Namun, sejak tahap awal formulasi, kebijakan ini mendapat resistensi kuat dari berbagai elemen masyarakat sipil, termasuk organisasi buruh, akademisi, mahasiswa, dan LSM. Regulasi ini memang menjanjikan pembangunan berkelanjutan melalui peningkatan kesempatan kerja dan penguatan hak tenaga kerja. Namun, dalam aspek ketenagakerjaan, UU Cipta Kerja secara khusus menyoroti Perjanjian Kerja Waktu Tertentu (PKWT), atau yang umum dikenal sebagai kontrak kerja sementara.

PKWT didefinisikan sebagai bentuk hubungan kerja antara pekerja dan pengusaha dalam jangka waktu tertentu atau untuk pekerjaan yang tidak bersifat permanen. Transformasi dalam kerangka hukum ini, yang sebelumnya diatur dalam UU No. 13 Tahun 2003, mengalami perubahan signifikan melalui PP No. 35 Tahun 2021 yang memperpanjang masa kontrak maksimal dari tiga tahun menjadi lima tahun.

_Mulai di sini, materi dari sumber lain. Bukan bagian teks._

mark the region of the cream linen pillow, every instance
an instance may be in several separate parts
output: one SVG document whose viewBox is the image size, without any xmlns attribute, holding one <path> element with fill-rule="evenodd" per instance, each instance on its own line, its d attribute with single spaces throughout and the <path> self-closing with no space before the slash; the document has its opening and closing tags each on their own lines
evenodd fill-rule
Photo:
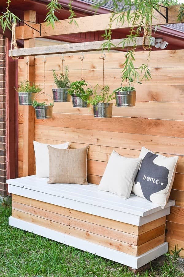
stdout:
<svg viewBox="0 0 184 277">
<path fill-rule="evenodd" d="M 49 156 L 47 147 L 51 145 L 58 149 L 67 149 L 70 143 L 62 144 L 48 144 L 41 143 L 33 141 L 33 144 L 35 155 L 36 175 L 40 178 L 48 178 L 49 176 Z"/>
<path fill-rule="evenodd" d="M 89 146 L 79 149 L 56 149 L 48 145 L 48 184 L 87 185 L 87 158 Z"/>
<path fill-rule="evenodd" d="M 139 157 L 142 160 L 132 191 L 163 208 L 173 183 L 178 157 L 168 158 L 143 147 Z"/>
<path fill-rule="evenodd" d="M 126 158 L 113 151 L 98 189 L 128 198 L 141 161 L 139 158 Z"/>
</svg>

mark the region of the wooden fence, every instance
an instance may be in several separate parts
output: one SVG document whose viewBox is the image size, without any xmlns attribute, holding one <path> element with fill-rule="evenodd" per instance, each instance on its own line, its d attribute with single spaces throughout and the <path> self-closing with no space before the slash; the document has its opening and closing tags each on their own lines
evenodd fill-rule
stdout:
<svg viewBox="0 0 184 277">
<path fill-rule="evenodd" d="M 111 90 L 120 86 L 125 53 L 106 54 L 105 83 Z M 136 53 L 136 66 L 146 63 L 147 53 Z M 78 55 L 64 57 L 72 81 L 81 77 Z M 99 54 L 85 55 L 83 77 L 92 86 L 102 84 L 102 62 Z M 168 157 L 179 156 L 170 198 L 176 201 L 167 217 L 166 241 L 170 249 L 184 247 L 184 50 L 152 52 L 149 66 L 152 78 L 136 85 L 136 106 L 113 106 L 112 118 L 94 118 L 88 108 L 72 107 L 71 102 L 56 103 L 52 119 L 35 119 L 34 138 L 51 144 L 67 141 L 72 148 L 90 146 L 88 160 L 89 181 L 98 184 L 113 150 L 136 157 L 143 146 Z M 58 57 L 46 58 L 45 92 L 52 95 L 52 70 L 61 69 Z M 43 86 L 43 58 L 36 58 L 35 81 Z M 18 81 L 25 78 L 25 59 L 19 61 Z M 45 96 L 44 98 L 45 99 Z M 50 102 L 49 98 L 47 98 Z M 19 107 L 19 175 L 23 175 L 23 108 Z M 34 119 L 33 119 L 34 120 Z M 184 256 L 184 250 L 181 252 Z"/>
</svg>

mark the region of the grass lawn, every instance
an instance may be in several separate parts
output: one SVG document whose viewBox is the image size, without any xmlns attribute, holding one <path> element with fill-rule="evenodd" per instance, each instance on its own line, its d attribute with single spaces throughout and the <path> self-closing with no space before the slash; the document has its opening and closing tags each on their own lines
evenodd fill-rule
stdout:
<svg viewBox="0 0 184 277">
<path fill-rule="evenodd" d="M 0 276 L 102 277 L 135 276 L 127 267 L 70 246 L 8 226 L 10 201 L 0 203 Z M 177 256 L 139 277 L 183 276 Z"/>
</svg>

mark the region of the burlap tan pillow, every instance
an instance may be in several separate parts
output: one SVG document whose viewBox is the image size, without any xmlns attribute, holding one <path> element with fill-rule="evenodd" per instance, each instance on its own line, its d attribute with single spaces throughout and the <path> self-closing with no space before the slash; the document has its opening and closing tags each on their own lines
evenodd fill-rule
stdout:
<svg viewBox="0 0 184 277">
<path fill-rule="evenodd" d="M 87 158 L 89 146 L 79 149 L 57 149 L 48 146 L 49 159 L 48 184 L 87 185 Z"/>
</svg>

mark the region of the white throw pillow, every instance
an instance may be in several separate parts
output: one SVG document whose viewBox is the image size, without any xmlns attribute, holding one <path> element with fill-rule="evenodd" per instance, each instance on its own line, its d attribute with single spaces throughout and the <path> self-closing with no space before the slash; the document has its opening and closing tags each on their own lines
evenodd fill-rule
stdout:
<svg viewBox="0 0 184 277">
<path fill-rule="evenodd" d="M 126 158 L 113 151 L 98 189 L 128 198 L 141 161 L 139 158 Z"/>
<path fill-rule="evenodd" d="M 168 158 L 143 147 L 139 157 L 142 161 L 132 191 L 163 208 L 169 197 L 178 157 Z"/>
<path fill-rule="evenodd" d="M 59 149 L 67 149 L 69 143 L 62 144 L 48 144 L 33 141 L 35 155 L 36 175 L 40 178 L 48 178 L 49 176 L 49 156 L 47 147 L 50 145 Z"/>
</svg>

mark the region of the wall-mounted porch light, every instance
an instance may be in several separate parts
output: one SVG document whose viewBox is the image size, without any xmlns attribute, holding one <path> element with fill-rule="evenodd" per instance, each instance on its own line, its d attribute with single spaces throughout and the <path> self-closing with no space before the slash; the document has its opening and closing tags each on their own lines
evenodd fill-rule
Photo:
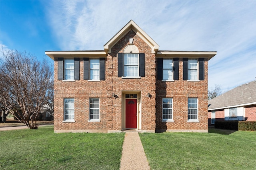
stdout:
<svg viewBox="0 0 256 170">
<path fill-rule="evenodd" d="M 116 94 L 115 94 L 114 93 L 113 93 L 113 97 L 115 98 L 115 99 L 116 99 L 116 98 L 118 98 L 118 96 L 117 96 Z"/>
<path fill-rule="evenodd" d="M 152 97 L 152 95 L 151 95 L 150 93 L 148 93 L 147 94 L 147 95 L 146 96 L 149 97 L 151 98 L 151 97 Z"/>
</svg>

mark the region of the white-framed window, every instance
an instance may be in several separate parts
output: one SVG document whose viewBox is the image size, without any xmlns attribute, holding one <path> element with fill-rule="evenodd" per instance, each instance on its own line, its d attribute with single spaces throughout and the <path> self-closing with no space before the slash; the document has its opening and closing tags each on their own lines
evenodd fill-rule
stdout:
<svg viewBox="0 0 256 170">
<path fill-rule="evenodd" d="M 230 108 L 228 111 L 229 119 L 237 119 L 237 107 Z"/>
<path fill-rule="evenodd" d="M 90 59 L 90 80 L 100 80 L 100 59 Z"/>
<path fill-rule="evenodd" d="M 172 120 L 172 98 L 163 98 L 163 120 Z"/>
<path fill-rule="evenodd" d="M 139 54 L 124 54 L 124 76 L 139 76 Z"/>
<path fill-rule="evenodd" d="M 74 80 L 74 59 L 64 59 L 64 80 Z"/>
<path fill-rule="evenodd" d="M 74 120 L 74 98 L 64 99 L 64 121 Z"/>
<path fill-rule="evenodd" d="M 213 110 L 212 111 L 212 116 L 211 116 L 211 123 L 212 124 L 215 124 L 215 111 Z"/>
<path fill-rule="evenodd" d="M 100 99 L 90 99 L 90 120 L 100 120 Z"/>
<path fill-rule="evenodd" d="M 188 59 L 188 79 L 189 80 L 198 80 L 197 59 Z"/>
<path fill-rule="evenodd" d="M 197 98 L 188 98 L 188 120 L 197 120 L 198 119 Z"/>
<path fill-rule="evenodd" d="M 172 59 L 163 59 L 163 80 L 173 80 L 173 66 Z"/>
</svg>

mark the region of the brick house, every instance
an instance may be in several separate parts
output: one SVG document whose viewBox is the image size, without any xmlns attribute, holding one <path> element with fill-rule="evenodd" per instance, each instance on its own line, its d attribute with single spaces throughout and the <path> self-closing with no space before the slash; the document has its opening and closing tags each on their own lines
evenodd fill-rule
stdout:
<svg viewBox="0 0 256 170">
<path fill-rule="evenodd" d="M 256 121 L 256 80 L 209 100 L 208 105 L 209 125 L 215 121 Z"/>
<path fill-rule="evenodd" d="M 54 60 L 55 133 L 208 132 L 208 62 L 216 52 L 159 50 L 132 20 L 104 50 Z"/>
</svg>

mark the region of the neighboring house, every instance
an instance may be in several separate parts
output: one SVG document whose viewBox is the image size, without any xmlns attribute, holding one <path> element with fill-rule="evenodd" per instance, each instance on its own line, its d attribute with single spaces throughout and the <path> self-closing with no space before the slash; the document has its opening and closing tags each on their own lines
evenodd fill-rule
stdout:
<svg viewBox="0 0 256 170">
<path fill-rule="evenodd" d="M 46 51 L 54 61 L 55 132 L 208 131 L 216 52 L 159 50 L 132 20 L 104 48 Z"/>
<path fill-rule="evenodd" d="M 256 121 L 256 80 L 208 101 L 208 125 L 216 121 Z"/>
</svg>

Bahkan dalam rancangan awal UU Cipta Kerja, batas waktu kontrak sempat dihilangkan, menyerahkan pengaturannya sepenuhnya kepada peraturan pemerintah. Hal ini menimbulkan kekhawatiran akan munculnya kontrak kerja indefinit, atau kontrak kerja tanpa batas waktu yang berpotensi merugikan pekerja.

Restrukturisasi rezim PKWT yang diklaim memberikan fleksibilitas operasional, justru menimbulkan ambiguitas hukum dan ketidakpastian yang berdampak besar terhadap kesejahteraan pekerja. Dengan dihapusnya batasan jenis pekerjaan yang dapat diatur melalui PKWT serta diperpanjangnya durasi kontrak, terjadi pergeseran signifikan dalam jaminan kerja bagi tenaga kerja Indonesia.

Fenomena ini menciptakan kondisi yang disebut sebagai “kasualisasi tenaga kerja”, di mana pekerjaan tetap berubah menjadi kontrak jangka pendek yang tidak memberikan kepastian karier bagi para pekerja. Di sisi lain, frasa “kebutuhan hidup layak” yang sebelumnya menjadi patokan dalam perhitungan upah minimum telah dihapus.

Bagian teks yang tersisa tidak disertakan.